Obligatory link to Gwern's outstanding review of McNamara's Folly: The Use of Low-IQ Troops in the Vietnam War:

It’s not well-known, but one of the most consistent long-term sponsors of research into intelligence has been the US military. This is because, contrary to lay wisdom that ‘IQ only measures how well you do on a test’ or book-learning, cognitive ability predicts performance in all occupations down to the simplest manual labor; this might seem surprising, but there are a lot of ways to screw up a simple job and cause losses outside one’s area. For example, aiming and pointing a rifle, or throwing a grenade, might seem like a simple task, but it’s also easy to screw up by pointing at the wrong point, requires fast reflexes (reflexes are one of the most consistent correlations with intelligence), memory for procedures like stripping, the ability to read ammo box labels or orders (as one Marine drill instructor noted), and ‘common sense’ like not indulging in ‘practical jokes’ by tossing grenades at one’s comrades and forgetting to remove the fuse - common sense is not so common, as the saying goes. Such men were not even useful cannon fodder, as they were as much a danger to the men around them as themselves (never mind the enemy), and jammed up the system. (A particularly striking non-Vietnam example is the case of one of the largest non-nuclear explosions ever, the Port Chicago disaster which killed 320 people - any complex disaster like that has many causes, of course, but one of them was simply that the explosives were being handled by the dregs of the Navy - not even bottom decile, but bottom duo-decile (had to look that one up), and other stations kept raiding it for anyone competent.)

Gregory’s book collates stories about what happened when the US military was forced to ignore these facts it knew perfectly well in the service of Robert McNamara & Lyndon Johnson’s “Project 100,000” idea to kill two birds with one stone by drafting recruits who were developmentally disabled, unhealthy, evil, or just too dumb to be conscripted previously: it would provide the warm bodies needed for Vietnam, and use the military to educate the least fortunate and give them a leg up as part of the Great Society’s faith in education to eliminate individual differences and refute the idea that intelligence is real.

It did not go well.

Possibly Meditations on Moloch (Ctrl-F "slave" to get to the relevant part) or Basic Income, Not Basic Jobs (Ctrl-F "useful work" to get to the relevant part).

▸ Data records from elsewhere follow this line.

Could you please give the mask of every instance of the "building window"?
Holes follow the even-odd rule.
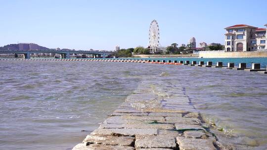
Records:
[[[236,44],[236,51],[240,52],[243,51],[243,43],[238,43]]]
[[[243,39],[243,35],[237,35],[236,36],[236,38],[237,39]]]
[[[252,44],[256,44],[256,40],[252,40],[250,41],[250,43]]]
[[[245,32],[245,29],[238,29],[237,32]]]

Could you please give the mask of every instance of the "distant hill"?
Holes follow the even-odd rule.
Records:
[[[50,50],[51,49],[40,46],[36,44],[32,43],[31,44],[34,45],[35,50]],[[11,44],[0,47],[0,50],[19,50],[19,44]]]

Note that neither of these makes the full claim that if you've got people sitting around whom you have to supervise and feed anyway, you can't extract useful labour from most/any of them. The first makes the much weaker claim that owning slaves-for-life is not the most cost-effective way of getting work done (vs. allowing the slaves to earn their freedom), and the second makes the weaker claim that there exist people from whom useful labour cannot be extracted (and even there, I will note that he did not consider the "job" of "low-class prostitute", probably because that's illegal in 49/50 states of the USA and also significantly dystopian).

In this case it's not intended to be directly productive, it's intended to tire out the criminals.

Why are "Status Quo", "Status Quo from the next town over" and "Hyperbole" the only viable options?